Black People : The Impossible Victory: Vietnam excerpted from a People's History of the United State


Mar 8, 2006
The Impossible Victory: Vietnam
excerpted from a
People's History of the United States
by Howard Zinn

On March 16, 1968, a company of American soldiers went into the hamlet of My Lai 4, in Quang Ngai province. They rounded up the inhabitants, including old people and women with infants in their arms. These people were ordered into a ditch, where they were methodically shot to death by American soldiers. The testimony of James Dursi, a rifleman, at the later trial of Lieutenant William Calley, was reported in the New York Times:
Lieutenant Calley and a weeping rifleman named Paul D. Meadlo the same soldier who had fed candy to the children before shooting them-pushed the prisoners into the ditch...
"There was an order to shoot by Lieutenant Calley, I can't remember the exact words-it was something like 'Start firing.' "Meadlo turned to me and said: 'Shoot, why don't you shoot?'
"He was crying. "I said, 'I can't. I won't.'
"Then Lieutenant Calley and Meadlo pointed their rifles into the ditch and fired.
"People were diving on top of each other; mothers were trying to protect their children...."
Journalist Seymour Hersh, in his book My Lai 4, writes:
"When Army investigators reached the barren area in November, 1969, in connection with the My Lai probe in the United States, they found mass graves at three sites, as well as a ditch full of bodies. It was estimated that between 450 and 500 people-most of them women, children and old men- had been slain and buried there."
The army tried to cover up what happened. But a letter began circulating from a GI named Ron Ridenhour, who had heard about the massacre. There were photos taken of the killing by an army photographer, Ronald Haeberle. Seymour Hersh, then working for an antiwar news agency in Southeast Asia called Dispatch News Service, wrote about it. The story of the massacre had appeared in May 1968 in two French publications, one called Sud Vietnam en Lutte, and another published by the North Vietnamese delegation to the peace talks in Paris-but the American press did not pay any attention.

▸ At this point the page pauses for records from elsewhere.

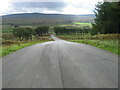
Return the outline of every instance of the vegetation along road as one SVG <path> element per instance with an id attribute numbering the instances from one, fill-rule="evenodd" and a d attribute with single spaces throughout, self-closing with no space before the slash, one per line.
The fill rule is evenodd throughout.
<path id="1" fill-rule="evenodd" d="M 51 37 L 3 57 L 3 88 L 118 87 L 117 55 Z"/>

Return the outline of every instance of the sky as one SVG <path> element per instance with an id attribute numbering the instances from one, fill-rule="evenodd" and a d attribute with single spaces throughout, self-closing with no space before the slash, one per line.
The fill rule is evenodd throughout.
<path id="1" fill-rule="evenodd" d="M 18 13 L 93 14 L 103 0 L 2 0 L 0 16 Z"/>

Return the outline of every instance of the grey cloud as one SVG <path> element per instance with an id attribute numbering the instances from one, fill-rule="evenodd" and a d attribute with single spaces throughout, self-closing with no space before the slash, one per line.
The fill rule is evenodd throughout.
<path id="1" fill-rule="evenodd" d="M 65 2 L 15 2 L 13 7 L 16 10 L 21 8 L 46 8 L 48 10 L 62 11 L 66 6 Z"/>

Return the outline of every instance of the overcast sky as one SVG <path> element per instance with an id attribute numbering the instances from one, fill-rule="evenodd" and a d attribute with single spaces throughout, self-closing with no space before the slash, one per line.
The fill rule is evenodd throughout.
<path id="1" fill-rule="evenodd" d="M 92 14 L 103 0 L 2 0 L 0 16 L 16 13 Z"/>

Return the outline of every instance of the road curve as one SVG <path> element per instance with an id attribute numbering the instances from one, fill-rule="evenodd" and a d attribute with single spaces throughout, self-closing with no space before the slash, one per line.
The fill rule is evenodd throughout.
<path id="1" fill-rule="evenodd" d="M 3 57 L 3 88 L 118 87 L 117 55 L 51 37 Z"/>

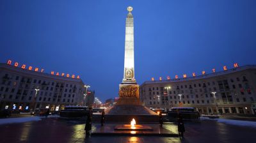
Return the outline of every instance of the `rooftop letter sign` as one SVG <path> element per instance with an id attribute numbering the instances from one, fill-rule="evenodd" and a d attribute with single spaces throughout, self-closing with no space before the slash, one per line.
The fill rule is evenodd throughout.
<path id="1" fill-rule="evenodd" d="M 7 64 L 8 64 L 8 65 L 14 66 L 15 67 L 19 67 L 19 66 L 20 65 L 20 68 L 24 69 L 24 70 L 26 69 L 28 70 L 35 71 L 35 72 L 42 72 L 42 73 L 44 72 L 44 69 L 43 69 L 43 68 L 39 69 L 38 67 L 33 68 L 31 66 L 27 66 L 25 64 L 19 64 L 18 62 L 15 62 L 15 63 L 14 63 L 13 64 L 12 64 L 12 60 L 8 59 L 7 61 Z M 61 75 L 61 77 L 71 77 L 72 79 L 75 79 L 75 78 L 76 78 L 77 79 L 80 79 L 79 75 L 77 75 L 76 77 L 75 75 L 70 75 L 69 73 L 65 74 L 64 73 L 61 73 L 61 74 L 60 74 L 59 72 L 55 73 L 53 71 L 51 72 L 51 75 L 54 75 L 56 76 Z"/>

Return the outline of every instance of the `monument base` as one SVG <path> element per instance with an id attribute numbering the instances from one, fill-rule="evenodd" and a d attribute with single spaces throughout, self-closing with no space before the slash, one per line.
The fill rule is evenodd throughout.
<path id="1" fill-rule="evenodd" d="M 133 118 L 139 123 L 159 123 L 157 114 L 142 105 L 136 98 L 120 98 L 113 107 L 106 110 L 107 123 L 129 123 Z"/>

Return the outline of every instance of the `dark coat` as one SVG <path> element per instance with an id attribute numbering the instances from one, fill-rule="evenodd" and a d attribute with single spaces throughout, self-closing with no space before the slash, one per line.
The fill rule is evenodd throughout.
<path id="1" fill-rule="evenodd" d="M 185 126 L 184 125 L 183 119 L 181 116 L 178 116 L 178 132 L 185 132 Z"/>
<path id="2" fill-rule="evenodd" d="M 92 114 L 91 112 L 89 112 L 88 116 L 87 116 L 86 122 L 85 123 L 84 130 L 90 131 L 92 130 Z"/>

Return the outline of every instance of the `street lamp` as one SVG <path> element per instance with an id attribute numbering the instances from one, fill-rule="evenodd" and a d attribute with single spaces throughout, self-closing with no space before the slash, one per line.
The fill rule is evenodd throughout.
<path id="1" fill-rule="evenodd" d="M 180 104 L 182 104 L 182 103 L 181 102 L 181 96 L 182 96 L 182 94 L 178 94 L 178 96 L 180 97 Z"/>
<path id="2" fill-rule="evenodd" d="M 38 93 L 38 91 L 40 91 L 40 89 L 39 89 L 39 87 L 37 87 L 35 89 L 35 90 L 36 91 L 36 93 L 35 94 L 35 96 L 33 98 L 33 102 L 32 102 L 33 110 L 35 110 L 35 103 L 36 102 L 36 98 L 37 94 Z"/>
<path id="3" fill-rule="evenodd" d="M 167 98 L 169 95 L 169 89 L 171 89 L 171 87 L 168 86 L 168 87 L 164 87 L 164 89 L 166 89 L 167 91 Z M 166 107 L 166 102 L 165 101 L 165 96 L 164 96 L 164 106 Z M 168 100 L 169 101 L 169 100 Z M 168 106 L 170 105 L 169 102 L 168 102 Z"/>
<path id="4" fill-rule="evenodd" d="M 84 100 L 85 101 L 85 102 L 84 102 L 85 105 L 86 105 L 86 102 L 87 102 L 87 101 L 86 101 L 86 96 L 87 96 L 88 89 L 90 86 L 89 85 L 87 85 L 87 86 L 86 86 L 86 85 L 84 85 L 84 87 L 86 88 L 85 93 L 84 94 Z"/>
<path id="5" fill-rule="evenodd" d="M 219 110 L 218 109 L 218 103 L 217 103 L 217 100 L 216 100 L 216 96 L 215 96 L 215 94 L 216 94 L 216 92 L 212 92 L 212 94 L 213 94 L 213 98 L 214 98 L 215 100 L 215 103 L 216 103 L 216 110 L 217 110 L 217 113 L 219 112 Z"/>

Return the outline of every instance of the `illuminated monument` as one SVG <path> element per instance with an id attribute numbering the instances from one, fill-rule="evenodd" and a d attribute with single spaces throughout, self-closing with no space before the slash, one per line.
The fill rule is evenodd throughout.
<path id="1" fill-rule="evenodd" d="M 115 106 L 106 110 L 109 115 L 118 115 L 116 119 L 131 121 L 132 117 L 147 122 L 147 117 L 151 116 L 148 121 L 157 120 L 156 114 L 142 105 L 140 102 L 139 85 L 134 77 L 134 31 L 132 8 L 127 8 L 129 11 L 125 22 L 125 45 L 124 56 L 124 79 L 119 84 L 119 99 Z M 122 117 L 120 117 L 122 115 Z M 108 117 L 106 117 L 108 119 Z M 152 119 L 154 121 L 152 121 Z"/>
<path id="2" fill-rule="evenodd" d="M 125 45 L 123 82 L 119 85 L 120 98 L 139 98 L 139 85 L 134 77 L 134 47 L 133 33 L 132 8 L 127 8 L 129 13 L 125 23 Z"/>

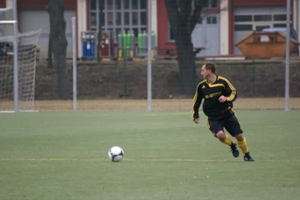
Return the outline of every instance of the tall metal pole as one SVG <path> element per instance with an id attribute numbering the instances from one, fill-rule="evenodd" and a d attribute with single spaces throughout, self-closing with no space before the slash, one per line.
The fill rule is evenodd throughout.
<path id="1" fill-rule="evenodd" d="M 72 52 L 73 64 L 73 111 L 77 110 L 77 44 L 76 40 L 76 18 L 72 21 Z"/>
<path id="2" fill-rule="evenodd" d="M 19 111 L 18 108 L 18 21 L 14 23 L 14 112 Z"/>
<path id="3" fill-rule="evenodd" d="M 290 98 L 290 0 L 286 2 L 286 42 L 285 110 L 288 111 Z"/>
<path id="4" fill-rule="evenodd" d="M 18 6 L 16 0 L 12 0 L 12 20 L 18 20 Z"/>
<path id="5" fill-rule="evenodd" d="M 147 111 L 150 112 L 151 111 L 151 100 L 152 98 L 152 60 L 151 60 L 151 50 L 152 50 L 152 44 L 151 44 L 151 39 L 152 39 L 152 19 L 151 19 L 151 6 L 152 6 L 152 0 L 148 0 L 148 62 L 147 62 L 147 69 L 148 69 L 148 95 L 147 95 Z"/>

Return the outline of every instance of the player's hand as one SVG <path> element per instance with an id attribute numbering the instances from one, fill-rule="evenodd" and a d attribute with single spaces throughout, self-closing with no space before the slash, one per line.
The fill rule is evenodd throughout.
<path id="1" fill-rule="evenodd" d="M 199 120 L 199 118 L 196 118 L 194 119 L 194 123 L 199 124 L 199 122 L 198 122 L 198 120 Z"/>
<path id="2" fill-rule="evenodd" d="M 222 95 L 219 98 L 219 102 L 220 102 L 222 103 L 223 103 L 226 102 L 226 100 L 227 100 L 226 99 L 226 98 Z"/>

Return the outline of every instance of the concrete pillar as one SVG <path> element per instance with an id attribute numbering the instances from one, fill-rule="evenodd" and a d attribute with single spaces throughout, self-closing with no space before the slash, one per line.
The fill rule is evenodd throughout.
<path id="1" fill-rule="evenodd" d="M 294 8 L 292 12 L 292 22 L 294 29 L 298 34 L 298 38 L 300 38 L 300 0 L 293 0 Z"/>
<path id="2" fill-rule="evenodd" d="M 156 37 L 155 44 L 156 46 L 158 45 L 158 0 L 152 0 L 152 30 L 154 30 L 155 34 L 156 36 Z"/>
<path id="3" fill-rule="evenodd" d="M 87 18 L 88 14 L 86 13 L 86 0 L 77 0 L 77 41 L 78 48 L 78 58 L 82 56 L 82 46 L 80 35 L 82 31 L 87 30 Z"/>
<path id="4" fill-rule="evenodd" d="M 220 52 L 221 55 L 229 54 L 228 0 L 220 2 Z"/>

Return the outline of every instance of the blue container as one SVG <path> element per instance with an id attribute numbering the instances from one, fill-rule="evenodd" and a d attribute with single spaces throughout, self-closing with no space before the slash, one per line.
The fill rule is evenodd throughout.
<path id="1" fill-rule="evenodd" d="M 82 57 L 86 58 L 86 40 L 82 39 Z"/>
<path id="2" fill-rule="evenodd" d="M 91 36 L 90 44 L 90 56 L 94 57 L 95 56 L 95 40 L 94 39 L 94 36 Z"/>

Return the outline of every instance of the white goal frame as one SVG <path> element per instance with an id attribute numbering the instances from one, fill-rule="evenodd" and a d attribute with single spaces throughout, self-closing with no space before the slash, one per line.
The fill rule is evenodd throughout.
<path id="1" fill-rule="evenodd" d="M 12 46 L 14 47 L 14 110 L 0 111 L 0 112 L 18 112 L 19 110 L 18 105 L 18 21 L 0 21 L 0 25 L 12 25 L 14 26 L 14 37 Z"/>

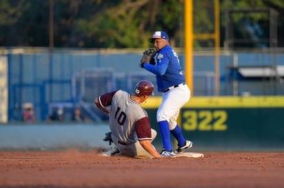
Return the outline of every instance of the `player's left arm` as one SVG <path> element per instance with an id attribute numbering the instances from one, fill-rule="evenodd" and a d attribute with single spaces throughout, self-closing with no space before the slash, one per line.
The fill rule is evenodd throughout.
<path id="1" fill-rule="evenodd" d="M 170 60 L 166 54 L 163 54 L 162 56 L 163 58 L 157 59 L 156 65 L 147 63 L 144 64 L 144 69 L 155 75 L 164 75 L 168 69 L 168 66 L 169 65 Z"/>
<path id="2" fill-rule="evenodd" d="M 160 154 L 158 153 L 150 142 L 152 135 L 149 117 L 144 117 L 136 121 L 135 126 L 138 141 L 142 147 L 154 157 L 161 157 Z"/>
<path id="3" fill-rule="evenodd" d="M 150 140 L 139 140 L 139 143 L 147 152 L 148 152 L 155 158 L 161 157 L 160 154 L 158 153 L 158 152 L 154 148 Z"/>

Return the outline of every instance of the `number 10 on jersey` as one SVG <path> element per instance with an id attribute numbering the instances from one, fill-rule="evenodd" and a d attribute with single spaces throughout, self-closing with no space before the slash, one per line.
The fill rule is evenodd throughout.
<path id="1" fill-rule="evenodd" d="M 227 129 L 225 110 L 184 110 L 182 117 L 185 130 L 225 131 Z"/>

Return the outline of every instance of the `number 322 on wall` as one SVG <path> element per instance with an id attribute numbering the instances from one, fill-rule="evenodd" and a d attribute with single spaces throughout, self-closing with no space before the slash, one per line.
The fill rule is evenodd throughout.
<path id="1" fill-rule="evenodd" d="M 182 117 L 185 130 L 224 131 L 227 128 L 225 110 L 185 110 Z"/>

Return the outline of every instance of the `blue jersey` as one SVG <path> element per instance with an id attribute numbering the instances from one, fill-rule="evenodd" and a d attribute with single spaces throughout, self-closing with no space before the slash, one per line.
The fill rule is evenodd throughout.
<path id="1" fill-rule="evenodd" d="M 156 75 L 158 91 L 161 92 L 170 86 L 185 83 L 179 56 L 170 45 L 157 51 L 156 62 L 156 65 L 144 64 L 144 68 Z"/>

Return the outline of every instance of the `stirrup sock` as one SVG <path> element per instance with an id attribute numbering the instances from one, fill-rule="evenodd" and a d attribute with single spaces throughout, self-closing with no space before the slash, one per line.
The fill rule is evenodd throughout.
<path id="1" fill-rule="evenodd" d="M 174 137 L 178 141 L 178 146 L 183 147 L 185 143 L 185 139 L 183 136 L 183 133 L 181 132 L 181 129 L 178 124 L 173 130 L 171 130 L 170 132 L 174 136 Z"/>

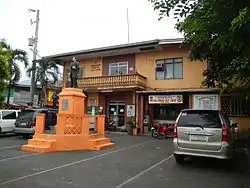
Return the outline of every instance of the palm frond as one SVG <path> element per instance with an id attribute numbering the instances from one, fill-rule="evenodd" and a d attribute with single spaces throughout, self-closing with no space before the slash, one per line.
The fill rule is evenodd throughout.
<path id="1" fill-rule="evenodd" d="M 32 73 L 33 69 L 34 69 L 33 67 L 28 67 L 26 70 L 26 74 L 29 78 L 31 77 L 31 73 Z"/>
<path id="2" fill-rule="evenodd" d="M 24 50 L 15 49 L 13 51 L 13 55 L 13 61 L 21 61 L 24 64 L 25 68 L 28 67 L 29 60 L 27 52 L 25 52 Z"/>

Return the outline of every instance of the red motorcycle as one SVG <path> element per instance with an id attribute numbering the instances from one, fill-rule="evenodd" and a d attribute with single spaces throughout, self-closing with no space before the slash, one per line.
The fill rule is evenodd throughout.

Several of the officers in the My Lai massacre were put on trial, but only Lieutenant William Calley was found guilty. He was sentenced to life imprisonment, but his sentence was reduced twice; he served three years-Nixon ordered that he be under house arrest rather than a regular prison-and then was paroled. Thousands of Americans came to his defense. Part of it was in patriotic justification of his action as necessary against the "Communists." Part of it seems to have been a feeling that he was unjustly singled out in a war with many similar atrocities. Colonel Oran Henderson, who had been charged with covering up the My Lai killings, told reporters in early 1971: "Every unit of brigade size has its My Lai hidden someplace."